While I am still in the process of figuring out the right treatment plan for me, I am finding that therapy, meditation, practicing self-love, my animals, music, and an amazing support system are helping me rebuild my life and remember who I used to be. I don’t have to suffer in silence any longer, no one should have to. The more we speak out about mental illness, the more accepting and educated society will become, and the stigma surrounding it will slowly crumble away.
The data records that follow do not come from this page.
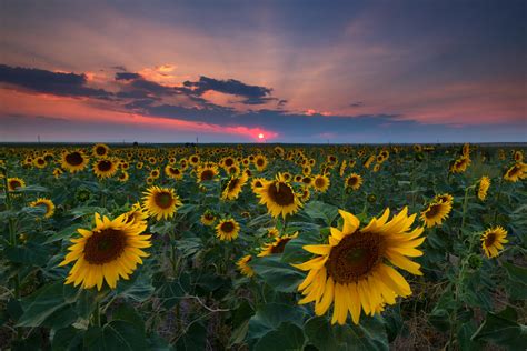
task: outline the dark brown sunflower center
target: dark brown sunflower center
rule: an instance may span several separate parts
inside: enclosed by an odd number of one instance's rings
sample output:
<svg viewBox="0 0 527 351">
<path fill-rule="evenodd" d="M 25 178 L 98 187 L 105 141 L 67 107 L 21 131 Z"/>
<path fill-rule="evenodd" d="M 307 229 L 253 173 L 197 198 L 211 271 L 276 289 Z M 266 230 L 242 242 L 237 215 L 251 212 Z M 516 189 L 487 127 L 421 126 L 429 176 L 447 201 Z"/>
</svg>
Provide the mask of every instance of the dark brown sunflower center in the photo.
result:
<svg viewBox="0 0 527 351">
<path fill-rule="evenodd" d="M 428 211 L 425 213 L 426 218 L 435 218 L 437 214 L 439 214 L 441 210 L 441 204 L 436 203 L 436 204 L 430 204 L 428 208 Z"/>
<path fill-rule="evenodd" d="M 66 156 L 66 162 L 68 162 L 68 164 L 71 164 L 71 166 L 82 164 L 83 161 L 84 161 L 84 158 L 82 157 L 82 154 L 80 154 L 80 152 L 77 152 L 77 151 L 68 153 Z"/>
<path fill-rule="evenodd" d="M 205 170 L 201 172 L 201 180 L 211 180 L 215 177 L 215 172 L 212 170 Z"/>
<path fill-rule="evenodd" d="M 315 180 L 315 187 L 324 188 L 324 185 L 326 185 L 326 180 L 324 178 L 317 178 Z"/>
<path fill-rule="evenodd" d="M 271 248 L 271 253 L 282 253 L 284 249 L 286 249 L 286 244 L 291 241 L 291 238 L 284 238 L 280 239 L 280 241 Z"/>
<path fill-rule="evenodd" d="M 235 224 L 232 222 L 221 223 L 221 231 L 225 233 L 230 233 L 235 230 Z"/>
<path fill-rule="evenodd" d="M 488 233 L 487 238 L 485 238 L 485 247 L 491 247 L 494 242 L 496 241 L 496 234 L 495 233 Z"/>
<path fill-rule="evenodd" d="M 282 182 L 275 181 L 269 184 L 267 194 L 272 200 L 272 202 L 282 207 L 295 203 L 295 193 L 292 193 L 292 189 Z"/>
<path fill-rule="evenodd" d="M 351 177 L 350 179 L 348 179 L 348 185 L 350 187 L 357 184 L 357 182 L 358 182 L 357 177 Z"/>
<path fill-rule="evenodd" d="M 102 161 L 99 161 L 99 163 L 97 164 L 97 168 L 101 172 L 108 172 L 109 170 L 111 170 L 112 166 L 113 164 L 111 163 L 111 161 L 102 160 Z"/>
<path fill-rule="evenodd" d="M 231 179 L 228 187 L 229 191 L 235 190 L 240 180 L 238 178 Z"/>
<path fill-rule="evenodd" d="M 116 229 L 103 229 L 88 238 L 84 260 L 91 264 L 105 264 L 119 258 L 127 247 L 127 235 Z"/>
<path fill-rule="evenodd" d="M 159 192 L 155 195 L 153 201 L 161 209 L 168 209 L 172 205 L 172 194 L 170 192 Z"/>
<path fill-rule="evenodd" d="M 336 282 L 357 282 L 368 275 L 381 260 L 381 237 L 356 231 L 331 249 L 326 269 Z"/>
</svg>

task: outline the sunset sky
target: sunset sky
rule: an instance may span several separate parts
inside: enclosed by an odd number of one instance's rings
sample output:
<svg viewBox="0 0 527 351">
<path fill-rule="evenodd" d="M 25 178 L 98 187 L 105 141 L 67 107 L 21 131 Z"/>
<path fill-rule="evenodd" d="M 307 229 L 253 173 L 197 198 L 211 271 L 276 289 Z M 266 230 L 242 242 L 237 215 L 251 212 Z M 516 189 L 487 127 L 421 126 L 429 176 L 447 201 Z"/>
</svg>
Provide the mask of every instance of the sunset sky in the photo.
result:
<svg viewBox="0 0 527 351">
<path fill-rule="evenodd" d="M 526 3 L 3 0 L 0 141 L 527 141 Z"/>
</svg>

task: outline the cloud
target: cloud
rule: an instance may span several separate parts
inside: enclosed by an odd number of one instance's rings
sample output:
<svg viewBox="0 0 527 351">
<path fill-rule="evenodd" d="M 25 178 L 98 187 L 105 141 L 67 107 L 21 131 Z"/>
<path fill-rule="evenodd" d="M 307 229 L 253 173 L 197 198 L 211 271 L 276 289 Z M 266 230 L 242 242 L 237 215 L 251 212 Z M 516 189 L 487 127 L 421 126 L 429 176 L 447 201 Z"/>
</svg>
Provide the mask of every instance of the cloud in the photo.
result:
<svg viewBox="0 0 527 351">
<path fill-rule="evenodd" d="M 12 84 L 34 92 L 108 100 L 111 92 L 87 87 L 87 76 L 51 72 L 34 68 L 9 67 L 0 64 L 0 83 Z"/>
<path fill-rule="evenodd" d="M 135 80 L 140 79 L 141 74 L 130 72 L 117 72 L 116 80 Z"/>
<path fill-rule="evenodd" d="M 271 100 L 278 100 L 277 98 L 270 97 L 272 89 L 260 86 L 249 86 L 236 79 L 218 80 L 201 76 L 199 81 L 186 81 L 183 82 L 183 86 L 198 96 L 202 96 L 205 92 L 213 90 L 226 94 L 241 97 L 245 98 L 242 103 L 246 104 L 261 104 Z"/>
</svg>

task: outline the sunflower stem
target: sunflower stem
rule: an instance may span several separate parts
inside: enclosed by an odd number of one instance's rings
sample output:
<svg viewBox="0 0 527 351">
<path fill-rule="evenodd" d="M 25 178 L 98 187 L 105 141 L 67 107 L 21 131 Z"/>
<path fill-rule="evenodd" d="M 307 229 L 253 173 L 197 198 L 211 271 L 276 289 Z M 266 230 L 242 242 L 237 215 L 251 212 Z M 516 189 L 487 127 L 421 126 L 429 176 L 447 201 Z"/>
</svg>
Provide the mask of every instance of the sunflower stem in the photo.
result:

The truth is, mental illness can look like the student in school that works hard to maintain good grades and has many friends. It can be your co-worker that always has a kind smile on their face. It can be a friend, a family member. It does not discriminate, but there is always hope. If I could go back and talk to myself during the depths of my depression, or if I could talk to anyone that is currently suffering from depression or anxiety, I would tell them this: You are worthy beyond belief. You are an exceptional being full of love and joy. You are not your past or your mistakes. While our past shapes us into who we are today, we do not live there anymore. You are not the self-limiting beliefs that you make up about yourself, and you are certainly not the beliefs or judgments that others say about you. Be gentle and kind to yourself, because the greatest gift you can give to others is to love yourself. I know the road seems long and the darkness is all-encompassing, but keep going. There is no shame in mental illness. I see you, and I am here for you. I will fight this battle beside you and never let you give up.
As time passes, I am learning that caring for my mental health will be something that I have to work on every single day, but I am mindful that it does not have to define me. I do not have to live in the darkness of my closet anymore. If I want people to get to know me, then I want them to know all of me, because this is who I am. I am anxious, I am fearful, I worry constantly, I am introverted and tend to keep to myself, I suffer from depression and anxiety. But I am also powerful, I am creative, I am a good listener, I am kind, I am fun, I am courageous, and so are you. I find peace in the knowledge that in each new moment I can define who I am. I can define my life, and today I choose joy.